Need a practical way to process fasta files with Bio::SeqIO module ? Below code will print sequence id and sequence length with tab per line.
perl -MBio::SeqIO -e '$seq=Bio::SeqIO->new(-fh => \*STDIN);while ($myseq=$seq->next_seq){print $myseq->id,"\t",$myseq->length,"\n";}' < filename
OR
cat filename | perl -MBio::SeqIO -e '$seq=Bio::SeqIO->new(-fh => \*STDIN);while ($myseq=$seq->next_seq){print $myseq->id,"\t",$myseq->length,"\n";}'
There are many more methods to use from Bio::Seq, such as revcom, translate, subseq(start,end), primary_id, desc, etc.
Piped file does not need to be in Fasta format, there are many other formats (listed here) which SeqIO can parse successfully.

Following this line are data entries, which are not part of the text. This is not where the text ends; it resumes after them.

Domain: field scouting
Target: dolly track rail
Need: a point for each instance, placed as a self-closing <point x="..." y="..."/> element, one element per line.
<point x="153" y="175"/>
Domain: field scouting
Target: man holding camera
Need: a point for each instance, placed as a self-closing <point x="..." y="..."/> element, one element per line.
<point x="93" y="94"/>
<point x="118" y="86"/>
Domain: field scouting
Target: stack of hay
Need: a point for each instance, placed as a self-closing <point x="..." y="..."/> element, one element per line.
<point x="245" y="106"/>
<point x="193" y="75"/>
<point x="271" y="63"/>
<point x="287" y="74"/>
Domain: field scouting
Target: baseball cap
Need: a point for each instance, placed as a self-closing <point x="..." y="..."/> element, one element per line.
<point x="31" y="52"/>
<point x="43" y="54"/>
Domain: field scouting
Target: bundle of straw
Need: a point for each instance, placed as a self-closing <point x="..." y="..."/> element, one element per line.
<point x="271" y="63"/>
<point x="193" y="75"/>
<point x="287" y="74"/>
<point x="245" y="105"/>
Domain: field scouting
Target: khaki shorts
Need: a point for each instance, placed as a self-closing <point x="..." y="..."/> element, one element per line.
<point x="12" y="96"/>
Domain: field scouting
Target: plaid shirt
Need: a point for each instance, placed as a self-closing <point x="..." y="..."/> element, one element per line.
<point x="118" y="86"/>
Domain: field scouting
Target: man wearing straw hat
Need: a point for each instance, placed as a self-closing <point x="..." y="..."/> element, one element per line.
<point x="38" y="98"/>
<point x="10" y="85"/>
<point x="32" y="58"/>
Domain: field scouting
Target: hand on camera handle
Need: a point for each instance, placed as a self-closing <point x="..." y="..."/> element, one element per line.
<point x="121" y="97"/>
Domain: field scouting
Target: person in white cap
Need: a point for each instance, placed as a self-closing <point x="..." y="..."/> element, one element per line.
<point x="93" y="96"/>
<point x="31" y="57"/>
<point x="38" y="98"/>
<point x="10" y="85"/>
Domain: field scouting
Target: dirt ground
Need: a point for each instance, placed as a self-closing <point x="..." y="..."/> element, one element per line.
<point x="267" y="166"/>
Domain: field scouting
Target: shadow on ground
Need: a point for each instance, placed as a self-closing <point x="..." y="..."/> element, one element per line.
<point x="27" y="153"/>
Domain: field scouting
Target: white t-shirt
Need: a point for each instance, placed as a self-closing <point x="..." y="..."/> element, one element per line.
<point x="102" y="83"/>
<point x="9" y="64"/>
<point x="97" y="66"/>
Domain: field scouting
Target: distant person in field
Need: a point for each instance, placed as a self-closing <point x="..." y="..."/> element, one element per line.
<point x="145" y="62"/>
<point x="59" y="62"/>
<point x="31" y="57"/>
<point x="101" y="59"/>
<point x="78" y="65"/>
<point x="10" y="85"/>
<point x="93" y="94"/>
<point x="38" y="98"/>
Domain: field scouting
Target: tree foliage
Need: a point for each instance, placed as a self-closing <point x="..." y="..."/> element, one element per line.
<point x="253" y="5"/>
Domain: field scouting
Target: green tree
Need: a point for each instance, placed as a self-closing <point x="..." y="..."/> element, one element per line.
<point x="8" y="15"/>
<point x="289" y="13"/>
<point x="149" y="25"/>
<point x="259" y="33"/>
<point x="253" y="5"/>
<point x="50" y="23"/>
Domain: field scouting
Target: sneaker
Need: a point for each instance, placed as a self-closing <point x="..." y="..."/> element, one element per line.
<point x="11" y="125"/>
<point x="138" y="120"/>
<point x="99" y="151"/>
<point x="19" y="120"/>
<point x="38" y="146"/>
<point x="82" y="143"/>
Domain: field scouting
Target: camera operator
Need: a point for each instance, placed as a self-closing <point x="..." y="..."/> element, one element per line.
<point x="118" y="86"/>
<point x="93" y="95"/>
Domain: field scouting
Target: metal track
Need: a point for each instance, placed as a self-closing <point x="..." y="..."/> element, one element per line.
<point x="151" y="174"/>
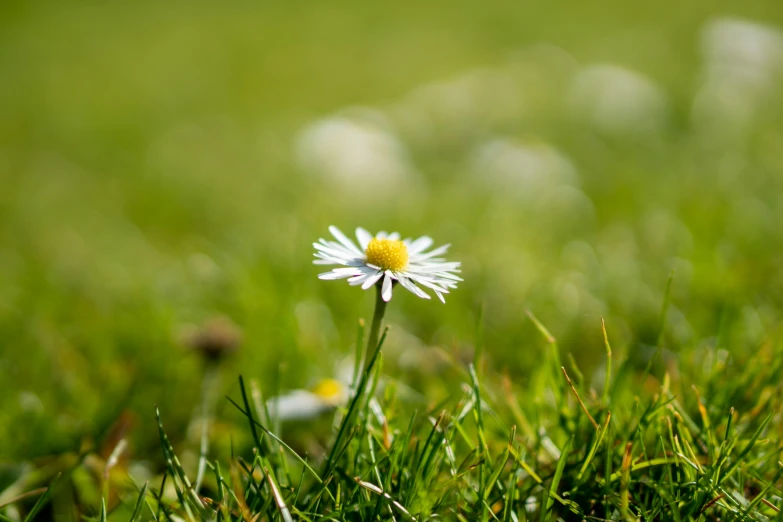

UPDATE: If you are using this one-liner in a pipe, you might need to declare the format so that the stream is processed correctly. Also, in order to retrieve Bio::Seq methods, please use “->seq” to access the final sequence.
Considering all these updates, the one-liner should look like this:
perl -MBio::SeqIO -e '$seq=Bio::SeqIO->new(-fh => \*STDIN,-format=>"fasta");while ($myseq=$seq->next_seq){print $myseq->id,"\t",$myseq->length,"\t",$myseq->seq,"\t",$myseq->translate->seq,"\n";}'